For collection of peripheral blood mononuclear cells (PBMCs), animals were inoculated with cancer cells as described above. Treatment was performed following the same schedule and animals were euthanized on day 15 (E.G7-OVA), day 16 (MC38), or day 17 (B16-F10). Blood was collected via cardiac puncture into EDTA-lined collection tubes (BD) and briefly mixed by inverting. Red blood cells were lysed using ACK lysing buffer (Gibco) and washed, and the remaining cells were subsequently stained using the methods described above with antibodies for L/D, CD4, CD8, CD19, CD44, CD62L, and antigen-specific dimer or pentamer, and tetramer (E.G7-OVA, B16-F10) or L/D, CD8, CD19, and antigen-specific pentamer (MC38).

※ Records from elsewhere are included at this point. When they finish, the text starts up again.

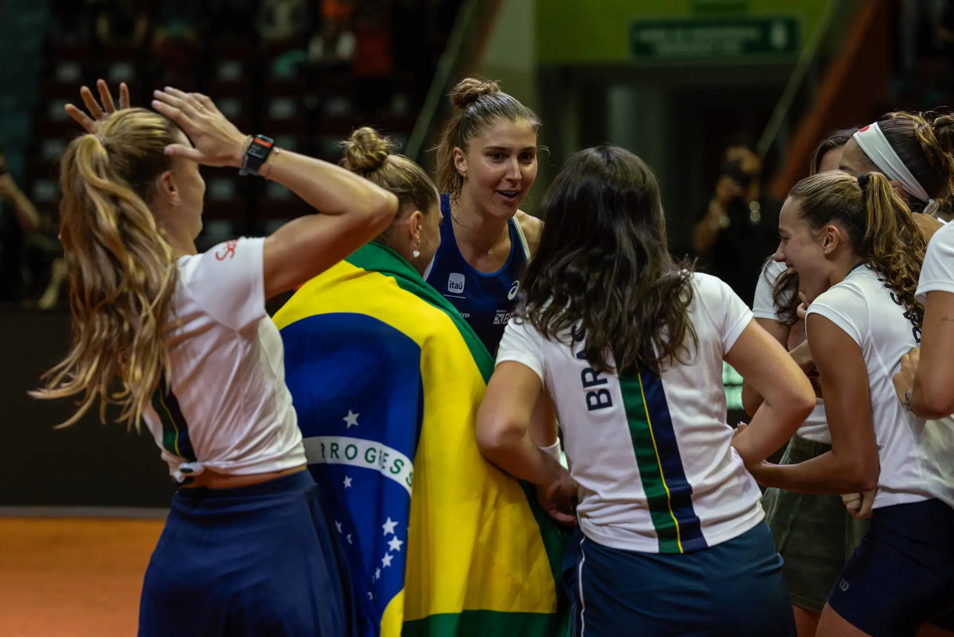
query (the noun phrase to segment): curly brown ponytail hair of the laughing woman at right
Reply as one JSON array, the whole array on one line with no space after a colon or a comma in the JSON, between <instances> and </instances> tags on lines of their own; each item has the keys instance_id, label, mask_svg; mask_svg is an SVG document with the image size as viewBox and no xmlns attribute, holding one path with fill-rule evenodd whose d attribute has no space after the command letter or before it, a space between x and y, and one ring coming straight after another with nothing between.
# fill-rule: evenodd
<instances>
[{"instance_id":1,"label":"curly brown ponytail hair of the laughing woman at right","mask_svg":"<svg viewBox=\"0 0 954 637\"><path fill-rule=\"evenodd\" d=\"M882 277L911 322L921 327L924 307L914 294L927 244L886 176L819 173L799 181L789 197L798 201L798 215L812 230L838 223L855 253Z\"/></svg>"}]
</instances>

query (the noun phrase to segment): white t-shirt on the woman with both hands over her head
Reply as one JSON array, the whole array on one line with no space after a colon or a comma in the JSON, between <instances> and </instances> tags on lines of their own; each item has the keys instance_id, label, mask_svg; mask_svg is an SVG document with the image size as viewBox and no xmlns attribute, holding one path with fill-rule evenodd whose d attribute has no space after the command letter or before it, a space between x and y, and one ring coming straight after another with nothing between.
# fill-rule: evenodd
<instances>
[{"instance_id":1,"label":"white t-shirt on the woman with both hands over her head","mask_svg":"<svg viewBox=\"0 0 954 637\"><path fill-rule=\"evenodd\" d=\"M305 463L281 337L265 313L263 246L240 238L178 259L165 326L171 392L160 387L144 415L176 481L205 467L248 475Z\"/></svg>"}]
</instances>

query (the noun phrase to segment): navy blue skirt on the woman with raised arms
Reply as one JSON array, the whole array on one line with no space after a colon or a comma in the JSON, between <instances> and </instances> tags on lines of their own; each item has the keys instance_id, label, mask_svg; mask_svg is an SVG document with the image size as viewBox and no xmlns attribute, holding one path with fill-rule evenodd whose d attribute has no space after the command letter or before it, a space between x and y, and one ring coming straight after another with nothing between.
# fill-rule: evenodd
<instances>
[{"instance_id":1,"label":"navy blue skirt on the woman with raised arms","mask_svg":"<svg viewBox=\"0 0 954 637\"><path fill-rule=\"evenodd\" d=\"M307 471L235 489L179 489L146 570L139 635L352 635L337 542Z\"/></svg>"}]
</instances>

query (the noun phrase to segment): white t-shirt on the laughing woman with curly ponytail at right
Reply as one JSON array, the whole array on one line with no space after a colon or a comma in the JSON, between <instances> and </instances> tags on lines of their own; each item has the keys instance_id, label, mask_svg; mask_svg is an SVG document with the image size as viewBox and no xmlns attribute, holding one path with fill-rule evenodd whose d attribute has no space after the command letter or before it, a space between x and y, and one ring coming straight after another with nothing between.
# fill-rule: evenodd
<instances>
[{"instance_id":1,"label":"white t-shirt on the laughing woman with curly ponytail at right","mask_svg":"<svg viewBox=\"0 0 954 637\"><path fill-rule=\"evenodd\" d=\"M809 306L838 325L861 347L871 388L871 410L881 476L875 508L938 498L954 506L954 427L948 419L924 421L898 400L893 377L921 332L900 302L868 266L852 270ZM809 335L811 339L811 335Z\"/></svg>"}]
</instances>

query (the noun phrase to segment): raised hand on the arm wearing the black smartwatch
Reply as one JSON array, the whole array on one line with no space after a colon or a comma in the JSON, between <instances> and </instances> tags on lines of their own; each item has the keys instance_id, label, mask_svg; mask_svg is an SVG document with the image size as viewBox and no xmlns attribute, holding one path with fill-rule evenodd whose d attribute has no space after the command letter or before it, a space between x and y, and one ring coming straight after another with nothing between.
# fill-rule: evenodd
<instances>
[{"instance_id":1,"label":"raised hand on the arm wearing the black smartwatch","mask_svg":"<svg viewBox=\"0 0 954 637\"><path fill-rule=\"evenodd\" d=\"M176 122L194 145L172 144L166 147L166 154L205 166L241 167L246 135L218 111L211 99L170 87L153 92L153 96L153 108Z\"/></svg>"}]
</instances>

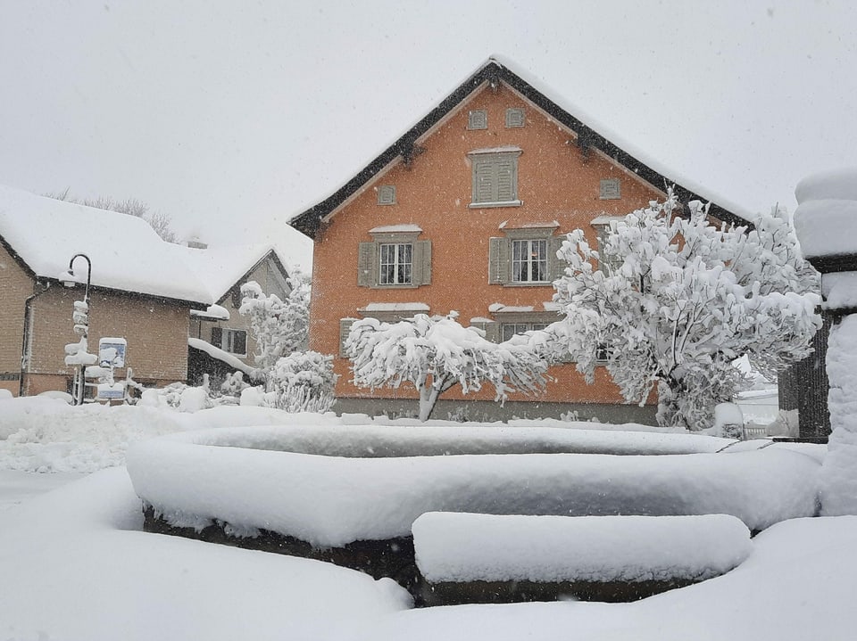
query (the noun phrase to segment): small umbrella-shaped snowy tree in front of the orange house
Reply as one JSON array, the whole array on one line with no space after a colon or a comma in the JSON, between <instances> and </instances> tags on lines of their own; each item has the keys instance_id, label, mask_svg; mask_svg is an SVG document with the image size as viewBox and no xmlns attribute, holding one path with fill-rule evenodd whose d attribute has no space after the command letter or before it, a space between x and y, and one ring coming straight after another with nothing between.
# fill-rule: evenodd
<instances>
[{"instance_id":1,"label":"small umbrella-shaped snowy tree in front of the orange house","mask_svg":"<svg viewBox=\"0 0 857 641\"><path fill-rule=\"evenodd\" d=\"M484 332L463 327L457 316L453 311L398 323L355 322L345 341L354 384L374 390L411 383L420 392L420 421L428 420L437 398L454 385L466 394L488 382L501 401L510 391L544 387L547 362L535 350L521 341L487 341Z\"/></svg>"}]
</instances>

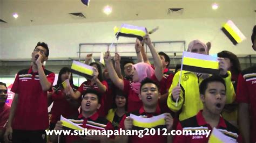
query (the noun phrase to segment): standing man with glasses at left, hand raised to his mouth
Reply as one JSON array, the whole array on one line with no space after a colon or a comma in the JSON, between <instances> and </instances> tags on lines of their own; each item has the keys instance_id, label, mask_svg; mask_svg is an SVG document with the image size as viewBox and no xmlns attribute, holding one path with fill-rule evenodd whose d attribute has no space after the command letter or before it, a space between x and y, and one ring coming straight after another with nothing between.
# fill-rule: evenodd
<instances>
[{"instance_id":1,"label":"standing man with glasses at left, hand raised to his mouth","mask_svg":"<svg viewBox=\"0 0 256 143\"><path fill-rule=\"evenodd\" d=\"M42 65L48 55L48 45L38 42L31 53L31 67L20 70L15 78L6 141L46 142L45 130L49 127L47 92L55 78L55 74Z\"/></svg>"}]
</instances>

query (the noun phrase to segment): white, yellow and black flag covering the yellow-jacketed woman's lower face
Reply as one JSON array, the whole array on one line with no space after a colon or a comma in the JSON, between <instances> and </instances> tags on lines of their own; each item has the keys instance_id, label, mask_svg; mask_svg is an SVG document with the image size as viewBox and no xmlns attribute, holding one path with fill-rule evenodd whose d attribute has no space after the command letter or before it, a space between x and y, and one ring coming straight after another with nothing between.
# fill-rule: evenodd
<instances>
[{"instance_id":1,"label":"white, yellow and black flag covering the yellow-jacketed woman's lower face","mask_svg":"<svg viewBox=\"0 0 256 143\"><path fill-rule=\"evenodd\" d=\"M219 74L218 57L210 55L183 52L181 67L182 70L196 73Z\"/></svg>"}]
</instances>

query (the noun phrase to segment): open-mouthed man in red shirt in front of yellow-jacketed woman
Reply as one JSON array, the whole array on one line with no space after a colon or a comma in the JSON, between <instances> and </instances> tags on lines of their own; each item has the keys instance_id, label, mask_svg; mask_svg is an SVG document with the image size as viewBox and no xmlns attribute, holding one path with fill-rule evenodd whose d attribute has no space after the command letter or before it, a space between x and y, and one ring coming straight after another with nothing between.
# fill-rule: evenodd
<instances>
[{"instance_id":1,"label":"open-mouthed man in red shirt in front of yellow-jacketed woman","mask_svg":"<svg viewBox=\"0 0 256 143\"><path fill-rule=\"evenodd\" d=\"M217 128L231 140L238 140L238 129L220 116L226 102L226 84L220 76L211 76L199 86L200 98L204 108L196 116L178 123L176 130L203 130L205 134L175 135L173 142L208 142L209 133ZM199 96L199 95L198 95ZM207 133L207 132L208 133ZM207 137L208 135L208 137Z\"/></svg>"}]
</instances>

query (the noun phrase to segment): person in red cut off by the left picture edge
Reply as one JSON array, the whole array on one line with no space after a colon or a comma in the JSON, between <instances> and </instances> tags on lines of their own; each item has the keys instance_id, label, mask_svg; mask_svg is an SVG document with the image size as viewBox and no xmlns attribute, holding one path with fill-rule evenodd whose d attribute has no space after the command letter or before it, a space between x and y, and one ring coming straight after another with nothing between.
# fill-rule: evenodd
<instances>
[{"instance_id":1,"label":"person in red cut off by the left picture edge","mask_svg":"<svg viewBox=\"0 0 256 143\"><path fill-rule=\"evenodd\" d=\"M0 142L4 142L5 126L10 113L10 107L5 104L7 97L6 84L0 82Z\"/></svg>"}]
</instances>

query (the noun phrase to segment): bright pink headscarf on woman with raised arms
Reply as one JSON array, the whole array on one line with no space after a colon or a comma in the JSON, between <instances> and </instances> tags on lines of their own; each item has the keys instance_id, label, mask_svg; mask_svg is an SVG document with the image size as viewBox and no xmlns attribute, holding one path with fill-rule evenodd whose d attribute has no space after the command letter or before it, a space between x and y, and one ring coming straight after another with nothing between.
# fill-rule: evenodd
<instances>
[{"instance_id":1,"label":"bright pink headscarf on woman with raised arms","mask_svg":"<svg viewBox=\"0 0 256 143\"><path fill-rule=\"evenodd\" d=\"M133 65L135 70L138 73L139 81L138 82L132 82L132 89L139 94L139 88L140 88L140 82L144 80L144 78L149 77L151 78L154 74L154 69L147 63L139 62Z\"/></svg>"}]
</instances>

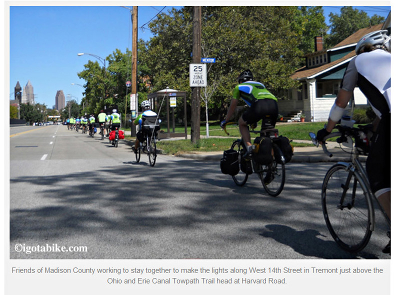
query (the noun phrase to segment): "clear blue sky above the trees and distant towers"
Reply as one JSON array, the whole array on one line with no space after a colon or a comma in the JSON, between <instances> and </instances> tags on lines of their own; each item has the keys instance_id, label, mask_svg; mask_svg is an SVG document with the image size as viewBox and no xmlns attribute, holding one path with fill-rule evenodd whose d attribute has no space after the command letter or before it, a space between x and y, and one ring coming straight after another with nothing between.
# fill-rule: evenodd
<instances>
[{"instance_id":1,"label":"clear blue sky above the trees and distant towers","mask_svg":"<svg viewBox=\"0 0 400 295\"><path fill-rule=\"evenodd\" d=\"M115 48L123 52L126 48L131 49L130 11L126 8L33 6L34 1L31 5L9 7L9 80L6 76L5 85L9 84L11 99L16 82L19 81L23 88L30 80L35 102L51 108L55 104L57 90L63 90L65 96L71 94L72 99L80 101L83 88L77 84L83 85L85 81L78 78L77 72L83 70L89 59L97 59L90 55L78 56L77 53L91 53L105 58ZM167 12L171 7L138 6L138 38L149 39L151 33L145 24L159 10ZM325 21L329 20L329 12L339 14L340 7L324 6ZM368 15L376 13L384 17L390 10L390 6L353 7L364 10ZM144 28L140 28L142 26ZM7 44L7 35L5 41ZM7 51L5 53L7 57ZM6 58L5 66L7 64Z\"/></svg>"}]
</instances>

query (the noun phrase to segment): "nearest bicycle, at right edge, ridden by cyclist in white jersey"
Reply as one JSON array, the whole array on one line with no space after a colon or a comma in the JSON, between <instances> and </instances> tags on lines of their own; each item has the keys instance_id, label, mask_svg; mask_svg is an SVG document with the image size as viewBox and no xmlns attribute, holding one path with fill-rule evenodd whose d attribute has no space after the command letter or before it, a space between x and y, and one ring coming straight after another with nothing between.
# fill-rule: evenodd
<instances>
[{"instance_id":1,"label":"nearest bicycle, at right edge, ridden by cyclist in white jersey","mask_svg":"<svg viewBox=\"0 0 400 295\"><path fill-rule=\"evenodd\" d=\"M373 201L378 204L390 228L390 219L372 192L365 169L359 155L367 155L368 136L371 125L357 127L336 125L337 132L331 132L322 142L323 151L332 156L326 148L325 140L338 137L336 142L350 148L350 161L337 162L325 174L322 182L321 201L326 226L335 242L348 252L358 252L368 243L375 224ZM309 133L318 146L316 135ZM354 140L353 140L354 138ZM347 151L348 152L348 151Z\"/></svg>"}]
</instances>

Whole organ Immune Assessment:

Tumor weights and splenocyte evaluation was performed on C57BL/6 mice bearing an E.G7-OVA tumor in the right flank. Three days after tumor inoculation, the first immunization was administered followed by an additional dose 7 days later (day 10). The tumors and spleens were excised from the animals at day 15 and subsequently analyzed. Tumor microenvironment evaluation was performed on C57BL/6 mice bearing an MC-38 tumor in the right flank. Three days after tumor inoculation, the first immunization was administered followed by an additional dose 7 days later (day 10). Tumors were excised from the animals at day 16 and subsequently analyzed. To generate single-cell solutions, the spleens or tumors were mechanically forced through a 70 μm cell strainer while maintaining hydration in PBS solution. The cells were subsequently centrifuged at 1200 rpm for 5 min. The spleen pellet was resuspended in ACK lysing buffer (Thermo) for 4 min to lyse red blood cells and subsequently neutralized in PBS prior to centrifugation. Following centrifugation, the cells were labeled using the following antibodies: (E.G7-OVA) CD4, CD8, and CD19, L/D; (MC-38) CD4, CD8, CD45, CD11b, Gr-1, L/D.

Statistical Analysis:

Statistics were calculating using GraphPad Prism 8 software, and specific statistical analyses used are highlighted in the respective figure captions. Comparisons between multiple groups were analyzed with a one-way ANOVA with a Šidák or Tukey’s multiple comparison test, or a Welch ANOVA with a Dunnett multiple comparison test due to the lack of assumptions that could be made based on large differences in standard deviation between groups. Statistics for animal survival were calculated using a Log-rank test. Outliers for Figure 5e–f and Figure 6h,j were identified using the ROUT method with a Q set to 10% or 1%, respectively. For all cases, p-value was depicted as follows: *p < 0.05; **p < 0.01; ***p < 0.001; ****p < 0.0001; n.s. indicated that no significance was determined and n.d. indicates values were not detected. The allocation of animals to each group, administered immunizations, and measurements for tumor studies were performed blind. Values in graphs are depicted as the mean ± s.e.m. or s.d., and this, as well as sample size, is indicated in the respective figure caption.

Data availability

The data that support the findings of this study are available within the paper and its Supplementary Information. All data generated in this study are available from the corresponding author upon reasonable request.